Not that kind of code switching


I don't talk cool, and neither does your LLM

I live with three teenage girls, so I am constantly reminded how not cool I am. For a few years now, my kids' favorite hobby has quizzing me on what I think different Gen Z words mean. They'll be like "you ate and left no crumbs, go!" and I'll guess something like, "you were really hungry!" and hilarity ensues. Sometimes I guess wrong on purpose. I don't think they've caught on yet.

But as uncool as I am, even I am better at teenage code switching than your LLM.

Ask your LLM to code switch

Like a lot of power users, I coach my LLMs to take the tone I prefer when engaging with me. For instance, the other day I went to ChatGPT to discuss why people sometimes read me as combative. (Oh, how my teenagers would love to comment on that one.)

My feedback love language is "tough love" so I set up my prompt accordingly.

In response, I got useful insight about how I can come across without meaning to:

I use LLMs often for this scenario. I ask for tough love, so nothing is sugar-coated, which is how I prefer it.

A victory for persona-based prompting, right?

Your LLM fails at being cool

Given that LLMs are pretty good at taking on workplace personas, practicing French with you, or writing content that matches your own voice, you might think they are equally believable playing any persona you suggest. This is not the case.

For instance, let's ask ChatGPT to assume the persona of a 16yo girl:

This is already cringe, but it gets worse the deeper we get into the chat.

Not even a John Green protagonist would say, "Gyms love chaos and suffering." Literally no 16yo ever has worried that their mom will "pull up with a folding chair and vibes."

No matter how out of the loop I am, I sound more authentic as a 16yo than my LLM does. But why is that?

Cringe is as cringe does

We all know that LLMs are only as good as their training data. Even when the LLM is trained on public websites across the internet, maybe there's just not a lot of current teenage speech feeding the algorithm. At least not compared to the rate of change of slang in popular conversation, right? So an LLM trying to sound on fleek is never quite gonna get there.

But this isn't the whole story. Let's try some other persona prompts. HR director? Pretty good.

Orthopedic surgeon? Back to cliché central.

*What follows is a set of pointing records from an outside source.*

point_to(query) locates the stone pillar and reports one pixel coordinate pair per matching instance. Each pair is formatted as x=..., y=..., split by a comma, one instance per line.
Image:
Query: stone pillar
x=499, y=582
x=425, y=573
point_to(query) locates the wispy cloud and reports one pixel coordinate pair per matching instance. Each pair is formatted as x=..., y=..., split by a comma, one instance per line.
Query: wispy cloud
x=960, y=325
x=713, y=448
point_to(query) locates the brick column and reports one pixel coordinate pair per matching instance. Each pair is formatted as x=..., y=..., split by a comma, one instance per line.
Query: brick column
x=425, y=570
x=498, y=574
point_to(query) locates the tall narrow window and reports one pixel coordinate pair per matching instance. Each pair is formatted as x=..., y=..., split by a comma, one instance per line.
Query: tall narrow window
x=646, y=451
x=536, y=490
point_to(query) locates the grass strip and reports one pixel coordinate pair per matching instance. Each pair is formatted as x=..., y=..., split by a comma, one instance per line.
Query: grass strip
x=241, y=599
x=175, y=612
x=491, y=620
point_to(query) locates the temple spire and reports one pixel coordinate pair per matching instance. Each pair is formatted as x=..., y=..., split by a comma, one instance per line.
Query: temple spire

Across all 30 personas I tried I found a clear pattern: The closer the persona is to me, the better AI did with replicating the persona's tone.

Most of the personas I tried are different from me, but some are more different than others. I have more in common professionally with an HR director than a surgeon, but more in common with a surgeon than a retired postal worker. The further away the persona is from my own lived reality, the more AI depicts the persona with stereotype.

Once AI has learned my communication patterns deeply over many conversations, it fights hard to stay within our typical framework. No matter what persona I suggest and no matter how much training data it has. If I ask it to step outside that framework by assuming a persona that is far away from my own identity, it takes an immediate hard left into cliché.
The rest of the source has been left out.